The questions could have had no other purpose than to create prejudice in the minds of the jury, and it was certain that such would be the result. The admission of the testimony was prejudicial error, and calls for a reversal of the judgment. The introduction of such testimony has been repeatedly disapproved in this circuit, Glover v. United States, 147 F. 426, 77 C.C.A. 450, 8 Ann. Cas. 1184; Grantello v. United States (C.C.A.) 3 F.2d 117; Wilson v. United States (C.C.A.) 4 F.2d 888; Tucker v. United States (C.C.A.) 5 F.2d 818; Terzo v. United States (C.C.A.) 9 F.2d 357; and in other circuits also, Guilbeau v. United States, 288 F. 731 (C.C.A. 5); Newman v. United States, 289 F. 712 (C.C.A. 4); Mercer v. United States, 14 F.2d 281 (C.C.A. 3).
The twenty-first assignment of error challenges the action of the court in denying motion for directed verdict in favor of defendant at close of the government's case. The record discloses that defendant introduced evidence in his own behalf after the denial of the motion. The error, if there was one, was thereby waived. Youngblood v. United States, 266 F. 795 (C.C.A. 8); Lucas v. United States, 15 F.2d 32 (C.C.A. 8), opinion filed October 4, 1926.

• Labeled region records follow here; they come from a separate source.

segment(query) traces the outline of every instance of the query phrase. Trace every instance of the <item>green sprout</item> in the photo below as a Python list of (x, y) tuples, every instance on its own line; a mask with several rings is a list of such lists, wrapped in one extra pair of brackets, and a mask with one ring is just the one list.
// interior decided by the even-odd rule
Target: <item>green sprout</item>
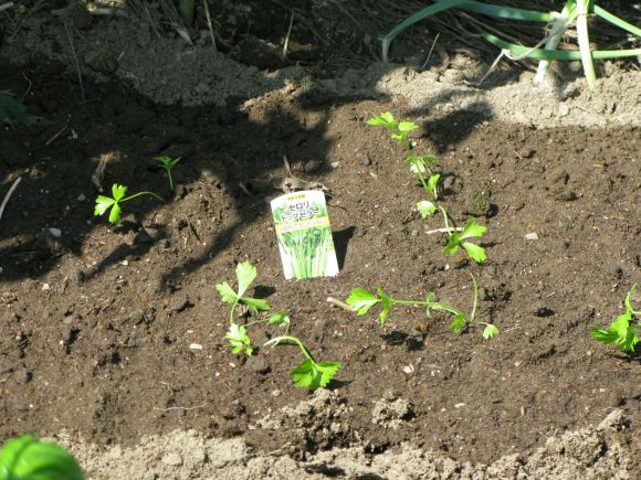
[[(418, 125), (411, 121), (397, 121), (393, 118), (393, 115), (390, 111), (385, 111), (380, 115), (371, 117), (367, 120), (368, 125), (385, 127), (391, 131), (391, 138), (399, 141), (408, 157), (406, 158), (406, 163), (410, 166), (410, 170), (416, 173), (421, 184), (423, 185), (423, 190), (429, 196), (429, 200), (422, 200), (417, 203), (417, 210), (419, 211), (420, 215), (425, 218), (432, 215), (437, 209), (440, 209), (441, 212), (445, 215), (445, 223), (448, 222), (446, 216), (448, 213), (445, 210), (440, 206), (437, 201), (438, 199), (438, 184), (441, 175), (439, 173), (434, 173), (428, 166), (434, 163), (437, 158), (432, 154), (427, 156), (417, 156), (413, 151), (413, 146), (410, 141), (408, 141), (408, 134), (412, 130), (416, 130)], [(425, 178), (427, 174), (427, 178)]]
[(234, 321), (234, 312), (240, 305), (246, 306), (254, 316), (259, 314), (260, 311), (266, 311), (271, 308), (263, 299), (244, 296), (258, 276), (256, 267), (250, 262), (241, 262), (237, 265), (235, 276), (238, 280), (238, 289), (235, 291), (227, 281), (216, 286), (222, 301), (231, 305), (229, 330), (224, 337), (229, 341), (232, 352), (244, 353), (248, 356), (253, 354), (254, 346), (248, 334), (249, 327), (262, 323), (284, 328), (285, 332), (283, 335), (267, 341), (264, 346), (275, 345), (280, 342), (295, 343), (303, 352), (305, 361), (290, 372), (290, 376), (294, 383), (297, 386), (311, 390), (326, 386), (334, 375), (336, 375), (338, 369), (340, 369), (340, 362), (316, 362), (303, 342), (296, 337), (288, 334), (291, 320), (286, 311), (276, 311), (265, 318), (246, 324), (239, 324)]
[(134, 193), (133, 195), (125, 196), (127, 193), (126, 185), (118, 185), (114, 183), (112, 185), (112, 196), (98, 195), (96, 198), (96, 205), (94, 209), (94, 215), (103, 215), (107, 210), (112, 209), (109, 212), (109, 223), (116, 224), (120, 221), (123, 215), (123, 209), (120, 207), (120, 203), (127, 202), (129, 200), (135, 199), (136, 196), (140, 195), (151, 195), (155, 199), (158, 199), (160, 202), (165, 202), (162, 198), (154, 192), (143, 191), (138, 193)]
[[(256, 316), (259, 311), (266, 311), (271, 308), (266, 300), (262, 298), (244, 296), (244, 292), (250, 288), (250, 285), (252, 285), (258, 275), (259, 271), (256, 267), (254, 267), (250, 262), (241, 262), (235, 267), (235, 277), (238, 280), (238, 289), (235, 291), (227, 281), (217, 284), (216, 286), (222, 301), (231, 305), (229, 312), (229, 331), (227, 332), (225, 338), (229, 340), (233, 353), (244, 351), (248, 356), (251, 356), (254, 351), (251, 339), (246, 334), (248, 326), (239, 326), (235, 323), (234, 313), (239, 305), (246, 306), (250, 312), (254, 316)], [(266, 320), (269, 321), (269, 319)], [(281, 318), (281, 323), (284, 321), (285, 320)], [(286, 318), (286, 321), (288, 326), (288, 317)]]
[(30, 127), (32, 125), (49, 125), (51, 121), (30, 115), (22, 102), (15, 99), (9, 92), (0, 90), (0, 124), (10, 127), (19, 125)]
[(428, 295), (425, 296), (425, 300), (421, 301), (421, 300), (398, 300), (387, 295), (381, 287), (377, 288), (376, 294), (372, 294), (365, 288), (355, 288), (354, 290), (351, 290), (349, 297), (347, 297), (347, 300), (345, 301), (349, 307), (354, 308), (354, 310), (358, 316), (367, 313), (375, 305), (380, 303), (380, 312), (378, 314), (378, 319), (381, 328), (385, 327), (387, 316), (393, 306), (396, 305), (422, 306), (425, 308), (425, 313), (428, 314), (428, 317), (434, 310), (445, 311), (454, 316), (449, 327), (452, 331), (456, 333), (461, 333), (467, 324), (475, 322), (485, 326), (485, 329), (483, 330), (483, 338), (485, 340), (493, 339), (494, 337), (498, 335), (501, 331), (493, 323), (475, 320), (476, 303), (479, 301), (479, 288), (476, 286), (476, 279), (474, 278), (474, 276), (472, 276), (472, 285), (474, 287), (473, 294), (474, 298), (472, 311), (470, 312), (470, 314), (448, 303), (435, 301), (435, 295), (432, 291), (429, 291)]
[(443, 248), (443, 254), (454, 255), (459, 252), (459, 247), (463, 247), (465, 252), (476, 262), (482, 264), (487, 258), (485, 255), (485, 248), (475, 245), (473, 243), (466, 242), (467, 238), (482, 237), (487, 231), (486, 226), (479, 225), (474, 218), (470, 218), (462, 232), (450, 231), (448, 245)]
[(275, 345), (280, 342), (295, 343), (298, 345), (301, 352), (303, 352), (303, 355), (305, 356), (303, 363), (290, 372), (290, 376), (296, 386), (309, 390), (325, 387), (340, 369), (340, 362), (316, 362), (307, 348), (296, 337), (276, 337), (275, 339), (266, 342), (264, 346)]
[(0, 450), (0, 480), (83, 480), (74, 457), (52, 441), (31, 435), (8, 440)]
[(632, 308), (632, 295), (637, 290), (637, 284), (626, 295), (623, 306), (626, 311), (617, 317), (607, 330), (599, 327), (592, 327), (590, 333), (592, 338), (606, 345), (616, 343), (622, 352), (633, 352), (639, 343), (639, 333), (641, 332), (641, 321), (635, 317), (641, 316), (640, 310)]
[(171, 178), (171, 170), (174, 170), (174, 167), (176, 167), (176, 163), (178, 163), (180, 161), (180, 157), (171, 158), (171, 157), (167, 157), (167, 156), (159, 156), (159, 157), (154, 157), (154, 160), (158, 160), (158, 162), (160, 163), (160, 167), (162, 167), (165, 169), (165, 171), (167, 172), (167, 177), (169, 178), (169, 190), (174, 191), (174, 179)]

The twenty-second, twenty-fifth, and twenty-sixth assignments of error attempt to raise the question whether the court erred in not directing a verdict for defendant at close of all the evidence. As no motion was made for a directed verdict at that time, there is no foundation for these assignments of error.
The twenty-third assignment of error sets up the claim that no crime was charged against defendant. We have examined the indictment and find it sufficient.
We have also examined the remaining assignments of error, but have found nothing calling for special mention.
For the errors pointed out, the judgment must be reversed, and a new trial granted. It is so ordered.